Described as tall and wooden in appearance, Jewel is a reticent young man. When he does talk, he usually curses, exhibiting a persistent rage. His favorite possession is his horse, which he bought by working nights for several months. The horse is as fierce as Jewel, and they engage in battles that exhibit both Jewel’s violence and intense love. He loses the horse on the third day of the journey when Anse trades it for a new team of mules. Giving up his horse is one indication that Jewel is the family member most committed to fulfilling Addie’s wish to be buried in Jefferson.

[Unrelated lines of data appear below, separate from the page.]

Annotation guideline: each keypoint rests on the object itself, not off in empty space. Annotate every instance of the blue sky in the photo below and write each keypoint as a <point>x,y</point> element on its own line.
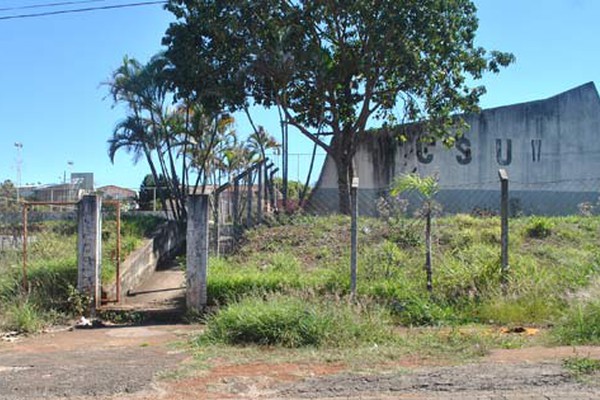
<point>52,68</point>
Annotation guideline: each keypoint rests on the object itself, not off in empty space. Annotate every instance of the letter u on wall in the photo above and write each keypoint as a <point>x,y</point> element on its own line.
<point>507,159</point>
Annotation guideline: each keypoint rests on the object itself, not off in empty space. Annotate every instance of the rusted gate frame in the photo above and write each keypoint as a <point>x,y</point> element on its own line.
<point>27,204</point>
<point>117,205</point>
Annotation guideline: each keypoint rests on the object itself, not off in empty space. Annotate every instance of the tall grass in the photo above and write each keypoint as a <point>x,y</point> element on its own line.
<point>52,273</point>
<point>296,322</point>
<point>550,258</point>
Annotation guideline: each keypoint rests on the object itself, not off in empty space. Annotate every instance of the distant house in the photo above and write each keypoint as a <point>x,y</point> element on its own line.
<point>113,192</point>
<point>64,192</point>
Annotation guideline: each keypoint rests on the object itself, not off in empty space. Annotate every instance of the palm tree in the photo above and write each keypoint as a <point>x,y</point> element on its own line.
<point>426,188</point>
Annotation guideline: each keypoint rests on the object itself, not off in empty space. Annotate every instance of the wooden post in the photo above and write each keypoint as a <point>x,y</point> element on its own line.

In addition to this sacrifice, he helps retrieve his mother’s coffin when it gets thrown from the wagon during the river crossing. He also saves the coffin single-handedly from Gillespie’s burning barn, suffering many burns as a result. Like Dewey Dell, he is in favor of committing Darl to the mental institution.

Q Mrs. Bundren

Mrs. Bundren is Anse’s second wife. A “duckshaped” woman with “hardlooking pop eyes,” she marries Anse after he woos her in Jefferson.

R Vardaman Bundren

Vardaman is the youngest Bundren child. He cannot fully comprehend the reality of his mother’s death. At first, he blames Dr. Peabody for taking her away and releases Peabody’s horse team for revenge. Then, he believes that Addie is not dead but has mutated into a fish. He bores holes in her coffin to give her air, mutilating her face. Later in the novel, his belief that Addie has become a fish causes his excited fear when Addie’s coffin falls into the river. He runs along the bank, yelling for Darl to catch her so she will not escape, a thought he cannot bear.

Vardaman grows closer to Darl during the trip. At the end of novel, he sees his brother set fire to Gillespie’s barn, which disappoints him. He struggles to understand Darl’s insanity and feels the loss when his brother is taken away to the mental institution in Jackson.